Cryptomeria japonica (sugi) and Chamaecyparis obtusa (hinoki) are major Japanese timber species whose plantation area accounts for 44 and 25%, respectively, of the plantation forests in Japan. Physiology, anatomy and ecology of the species have been intensively studied for this half century, which now forms a huge stock of information. These data, however, were scattered in diverse sources, including papers, bulletins of research institutes, reports of other kinds and books, and were presented in nonstandardized, diverse styles in each source. This paper provides a database (SugiHinoki DB) that compiles 177 plant traits of sugi and hinoki from 364 primary sources published since 1950. The compiled traits include physiological, morphological, anatomical and biochemical features that are recognized as relevant to life history strategies, vegetation modeling and global change responses. Collected data have been obtained under different environmental conditions, for plants with different ages and for organs with a different age or different position, which provide information of within‐species variation for a given trait.
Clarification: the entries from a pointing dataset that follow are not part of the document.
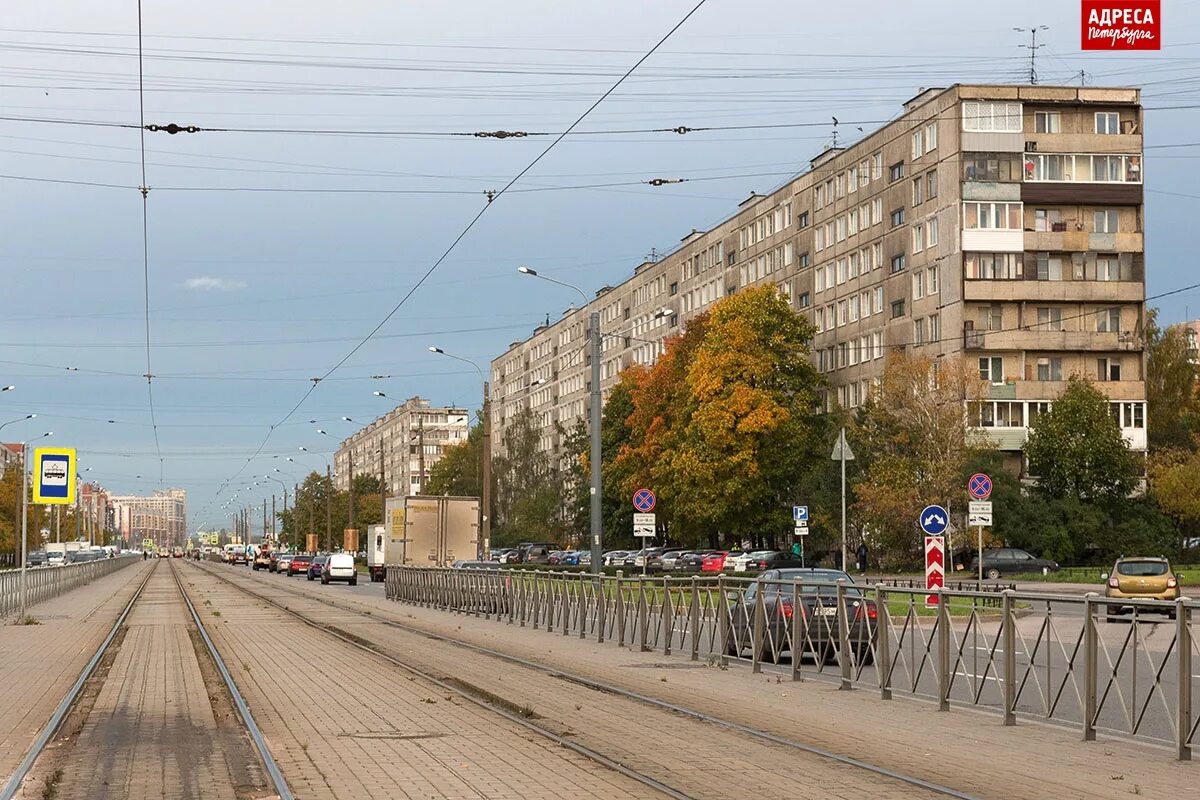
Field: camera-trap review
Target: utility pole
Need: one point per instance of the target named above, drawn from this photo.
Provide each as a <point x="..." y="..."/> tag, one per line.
<point x="1033" y="47"/>
<point x="597" y="545"/>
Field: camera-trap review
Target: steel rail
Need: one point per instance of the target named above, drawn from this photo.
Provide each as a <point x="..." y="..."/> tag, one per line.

Each data entry is accompanied by detailed ancillary information describing the site of measurement, stand of measurement and detailed measurement conditions, which help users account for data variations as a consequence of phenotypic plasticity and genetic variations and to filter data. To provide data in a consistent format, the data and the ancillary information were standardized, and units were converted. After data compilation, outliers were detected by calculating interquartile range for each trait per each species. As of August 2019, SugiHinokiDB contains 24,683 data entries (16,410 for sugi, 8,273 for hinoki). As sugi and hinoki are major plantation species in Japan, the data mostly came from study sites in Japan (from Hokkaido in the north to Yakushima island in Kyushu to the south) but were also obtained from arboretums or plantation forests in Taiwan, Korea and China. Data were largely obtained from plants in plantation forests but also from plants in natural forests and under experimental conditions. The improved availability of trait data offered by SugiHinokiDB provides new research opportunities, such as the intensive parameterization of vegetation models for a more accurate prediction of climate change impacts.